Two takes on multiplication

Two takes on multiplication

Apparently, people actually read this blog (who knew!), so why not write about a topic I find interesting: multiplication. Multiplying two values together (as opposed to multiplying one value with a constant) is actually a difficult computational task. This was difficult to do in mechanical analog computers (shout out to any potential future mechanical engineers reading this blog), is difficult to do in electrical analog computers, and is still relatively non-trivial to do with stored program digital computers.

Take a look at the front page of the datasheet for the ATmega328P microcontroller (link goes to a PDF). It brags about its two cycle multiplier!

A screenshot of a single section of the ATmega328P datasheet. It states "Advanced RISC architecture ... On-chip 2-cycle multiplier."

When you multiply two values together on a computer (or what most people think of when they hear the word “computer”) or using a microcontroller, there is physical hardware somewhere that is used in computing the result. In floating-point arithmetic, multiplication may be a relatively complicated set of instructions (many, many lines of software which use lots of different pieces of digital hardware, one or more of which may be a multiplier). In fixed-point integer arithmetic, this can be carried out in one or few instructions but may require multiplication hardware of one form or another. As much as I’d like to get into a long digression about the tradeoff between software and hardware, maybe that is best saved for a different post.

Note that this post only applies to unsigned multiplication. Signed multiplication is more complicated and opens up several cans of worms that prefer to remain closed.
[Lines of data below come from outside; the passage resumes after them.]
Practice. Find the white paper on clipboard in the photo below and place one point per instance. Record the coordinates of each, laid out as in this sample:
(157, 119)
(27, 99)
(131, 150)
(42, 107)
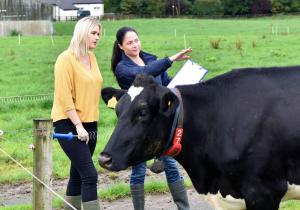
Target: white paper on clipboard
(190, 73)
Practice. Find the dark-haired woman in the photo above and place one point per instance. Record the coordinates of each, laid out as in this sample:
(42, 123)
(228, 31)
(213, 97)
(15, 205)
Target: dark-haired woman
(127, 61)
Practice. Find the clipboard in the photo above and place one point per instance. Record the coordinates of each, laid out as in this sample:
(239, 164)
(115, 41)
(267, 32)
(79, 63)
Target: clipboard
(190, 73)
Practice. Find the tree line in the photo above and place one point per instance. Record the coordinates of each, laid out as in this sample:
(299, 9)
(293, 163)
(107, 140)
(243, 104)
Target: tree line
(24, 10)
(201, 7)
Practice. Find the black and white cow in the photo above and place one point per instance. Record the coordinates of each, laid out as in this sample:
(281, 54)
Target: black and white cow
(241, 132)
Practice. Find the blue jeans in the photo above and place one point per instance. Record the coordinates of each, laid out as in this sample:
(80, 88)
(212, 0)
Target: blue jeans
(139, 171)
(83, 174)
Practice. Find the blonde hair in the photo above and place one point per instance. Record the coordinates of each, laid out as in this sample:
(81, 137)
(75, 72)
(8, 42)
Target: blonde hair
(79, 42)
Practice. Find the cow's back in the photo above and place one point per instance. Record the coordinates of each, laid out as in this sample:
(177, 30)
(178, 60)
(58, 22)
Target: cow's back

The worms thank you. If you’d like to learn more, you should take my digital systems class! Or read about it in the textbook I wrote (link goes to a PDF).

Multiplier the first: using the algorithm

When you learned how to multiply integers (very likely using the base 10 number system), you may have learned the same algorithm I did. You write the two numbers down and right-justify them. The top number is called the multiplier, and the bottom number is called the multiplicand. (I hate definitions too, but I promise that being able to distinguish between these two values is helpful.) You start with the two digits on the right (the ones place of the multiplier and the ones place of the multiplicand) and multiply them together (this is why we learned the times table, so we could write down that result). Then you take the right-most (ones place) digit on the multiplicand and multiply it with the next (tens place) digit on the multiplier and compute that result. You repeat this process until you’ve multiplied the ones place digit in the multiplicand by every digit in the multiplier. (Note that there may be some addition steps that occur due to carries, which I’m going to gloss over as it’s irrelevant to binary multiplication.)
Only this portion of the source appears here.